These are the words Alex and I feel we must utter to each other when we enter the grocery store. The Coop - pronounced Co-Op or coop or any other variety of ways you can seem to make the vowels and consonants twist and morph into something else - is the one place that it appears one can shake off all sense of manners taught by society. It's no wonder the Italians wish each other bona spesa (literally happy grocery shopping) prior to entering this place. It's like they are saying good luck to one another!
Take for example, this afternoon. Grocery list in hand, we wandered through the dog park, down two flights of stairs and into our local store. Immediately, we could tell it was busy. I started picking up various fruits and vegetables we needed to make meals for the next two days, while Alex went on a quest to find us a container to actually carry them in. A couple minutes later we reunited after he had wandered through lines to find a basket.

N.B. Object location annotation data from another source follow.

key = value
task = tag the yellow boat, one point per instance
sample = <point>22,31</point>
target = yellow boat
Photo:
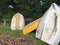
<point>31,26</point>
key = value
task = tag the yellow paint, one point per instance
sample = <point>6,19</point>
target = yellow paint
<point>31,27</point>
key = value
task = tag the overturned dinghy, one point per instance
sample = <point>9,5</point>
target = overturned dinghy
<point>17,22</point>
<point>49,27</point>
<point>31,26</point>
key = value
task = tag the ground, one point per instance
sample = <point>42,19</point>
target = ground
<point>16,37</point>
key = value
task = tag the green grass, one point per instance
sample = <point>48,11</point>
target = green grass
<point>6,29</point>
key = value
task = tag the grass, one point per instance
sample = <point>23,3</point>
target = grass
<point>6,29</point>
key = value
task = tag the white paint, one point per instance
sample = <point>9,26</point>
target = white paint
<point>49,31</point>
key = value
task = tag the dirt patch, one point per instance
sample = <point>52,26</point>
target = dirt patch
<point>11,40</point>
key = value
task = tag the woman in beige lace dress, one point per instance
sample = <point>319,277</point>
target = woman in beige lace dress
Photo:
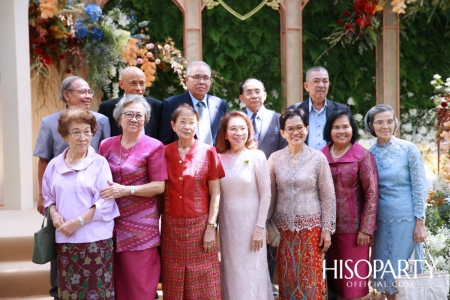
<point>245,193</point>
<point>303,207</point>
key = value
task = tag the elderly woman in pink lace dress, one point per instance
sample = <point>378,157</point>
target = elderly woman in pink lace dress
<point>303,206</point>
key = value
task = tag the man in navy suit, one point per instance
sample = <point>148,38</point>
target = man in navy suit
<point>318,108</point>
<point>211,108</point>
<point>132,81</point>
<point>267,131</point>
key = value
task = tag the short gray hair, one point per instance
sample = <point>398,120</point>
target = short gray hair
<point>127,100</point>
<point>314,69</point>
<point>370,116</point>
<point>66,85</point>
<point>196,63</point>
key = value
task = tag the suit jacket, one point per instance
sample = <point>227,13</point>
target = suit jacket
<point>151,128</point>
<point>332,107</point>
<point>217,109</point>
<point>270,139</point>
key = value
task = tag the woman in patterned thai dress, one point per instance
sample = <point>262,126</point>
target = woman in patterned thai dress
<point>139,171</point>
<point>245,192</point>
<point>402,194</point>
<point>303,206</point>
<point>84,219</point>
<point>356,184</point>
<point>190,262</point>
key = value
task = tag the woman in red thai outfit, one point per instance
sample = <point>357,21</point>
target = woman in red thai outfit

Filled to the brim with individuals and families, all loudly chatting in a foreign tongue, I stared at the lunch meat. I've been here for long enough to know what kind of lunch meat I put in my school bag each day, but I'm still confused by what the words all mean. I feel like crying out to the sky, "Haymitch, send me help from a sponsor!" But alas, nothing is sent, and no cell reception means Google Translate isn't available either. Why I don't think about using the World Lens app is another story, but at this point, I'm feeling anxious. This place is no walk in the park - if you want an easy walk, you should have stayed two floors up and above ground with the dogs and their owners!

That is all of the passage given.